The dilapidated Tacheles warehouse, originally a Jewish-owned department store, then a Nazi prison, became an alternative artist's enclave after squatters occupied it the year after Berlin's reunification.

It now sits crumbling, vacated and condemned to destruction and redevelopment. Nevertheless, the spray-can artists and taggers still come to add their mark. The building's façade is drenched with layers of colour and decades of paint: a giant mural of art.

Like an enormous concrete Etch-a-Sketch where the slate hasn't quite been wiped clean before more squiggles were added, generations of street artists have sprayed picture over picture and tag over tag across the walls.

In the process, they have turned this disused relic of society into a fascinating open-air art gallery. Berlin could very well be the city of graffiti artist Banksy's imaginings. The city is so slathered with zesty layers of paint that at times it seems it is nothing more than a three-dimensional concrete canvas.

Although by no means legal, graffiti in Berlin is poorly policed. This is because Berlin's underground art scene is no longer the exclusive realm of the city's wayward youth and subversive scribblers.

Graffiti tours of Berlin are now a major attraction. Local councils, therefore, are less inclined to remove work and prosecute offenders. The authorities' tolerance of graffiti and the abundance of empty buildings abandoned following German reunification have combined to make Berlin the current Mecca for street artists. Spray-can wielding pilgrims flock here from all around the world.

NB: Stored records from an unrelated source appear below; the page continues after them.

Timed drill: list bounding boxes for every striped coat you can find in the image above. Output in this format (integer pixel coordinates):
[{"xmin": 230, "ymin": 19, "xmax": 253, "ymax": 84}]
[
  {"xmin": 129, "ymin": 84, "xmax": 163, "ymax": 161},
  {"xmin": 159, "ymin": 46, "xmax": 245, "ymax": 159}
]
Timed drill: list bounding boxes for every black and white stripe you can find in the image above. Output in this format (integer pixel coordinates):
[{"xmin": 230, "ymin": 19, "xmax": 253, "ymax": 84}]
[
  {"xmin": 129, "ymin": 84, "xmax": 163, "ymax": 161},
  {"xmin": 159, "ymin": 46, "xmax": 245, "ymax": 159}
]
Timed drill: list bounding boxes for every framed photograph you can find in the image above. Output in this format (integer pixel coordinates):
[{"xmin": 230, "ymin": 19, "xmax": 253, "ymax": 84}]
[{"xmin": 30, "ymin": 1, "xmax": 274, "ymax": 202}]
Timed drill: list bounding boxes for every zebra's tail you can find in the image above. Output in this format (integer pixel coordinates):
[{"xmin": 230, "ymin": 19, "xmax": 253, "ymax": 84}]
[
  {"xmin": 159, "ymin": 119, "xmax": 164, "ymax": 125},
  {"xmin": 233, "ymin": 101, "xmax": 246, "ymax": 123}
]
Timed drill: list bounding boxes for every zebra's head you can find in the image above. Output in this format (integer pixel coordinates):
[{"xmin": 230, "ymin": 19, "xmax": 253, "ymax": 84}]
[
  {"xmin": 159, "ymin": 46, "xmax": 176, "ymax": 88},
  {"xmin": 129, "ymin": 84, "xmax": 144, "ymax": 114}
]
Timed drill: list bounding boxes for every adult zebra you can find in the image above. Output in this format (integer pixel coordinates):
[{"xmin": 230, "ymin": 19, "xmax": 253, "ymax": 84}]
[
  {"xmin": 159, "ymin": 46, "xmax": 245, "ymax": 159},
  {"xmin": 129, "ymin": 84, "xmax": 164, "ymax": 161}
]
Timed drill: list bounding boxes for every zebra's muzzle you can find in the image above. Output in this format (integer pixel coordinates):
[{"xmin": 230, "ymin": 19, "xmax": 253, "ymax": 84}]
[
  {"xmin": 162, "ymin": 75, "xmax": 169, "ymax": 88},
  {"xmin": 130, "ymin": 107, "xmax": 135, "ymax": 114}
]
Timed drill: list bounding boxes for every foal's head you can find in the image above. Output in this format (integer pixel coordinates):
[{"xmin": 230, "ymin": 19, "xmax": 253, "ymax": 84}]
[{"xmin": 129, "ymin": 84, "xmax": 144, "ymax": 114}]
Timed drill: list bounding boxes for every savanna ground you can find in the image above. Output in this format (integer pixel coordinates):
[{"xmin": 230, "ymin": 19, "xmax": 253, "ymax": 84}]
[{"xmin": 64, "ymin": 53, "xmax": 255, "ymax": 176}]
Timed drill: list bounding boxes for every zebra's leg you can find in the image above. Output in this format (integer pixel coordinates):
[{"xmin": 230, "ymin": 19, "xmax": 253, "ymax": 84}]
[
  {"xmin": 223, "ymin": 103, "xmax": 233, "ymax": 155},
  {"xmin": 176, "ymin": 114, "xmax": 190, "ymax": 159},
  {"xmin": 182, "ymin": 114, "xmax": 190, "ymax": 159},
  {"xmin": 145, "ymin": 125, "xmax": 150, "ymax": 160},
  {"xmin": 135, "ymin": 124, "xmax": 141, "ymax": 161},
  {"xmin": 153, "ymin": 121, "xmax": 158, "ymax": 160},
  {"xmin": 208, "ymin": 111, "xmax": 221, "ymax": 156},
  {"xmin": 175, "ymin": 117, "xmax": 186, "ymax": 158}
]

You really have to admire the lengths and heights, to which these nocturnal stealth artists will go to draw a picture.

Perhaps it is not surprising that this liberal form of expression, available to anyone with a spray can, is so popular where for years freedom of expression was in short supply.

With the fall of the Berlin Wall, stifled German emotions literally exploded on to city walls.

A quick walk around the grungy Kreuzberg district will soon reveal that the possession of a spray-can and some heavy emotional baggage do not an artist make. Berlin's street art is not all art.

Incredibly though, the vast majority of fresco paintings are great. Some are truly brilliant.

The colour, vibrancy, wit, and optimism of the pieces illuminate this lively city in a way that sways even the most hardened graffiti hater.

And the fact that Berlin's insatiable appetite for this imaginative and deliberately non-conformist art arose in the wake of Nazism and Communism, is simply the icing on that painted cake.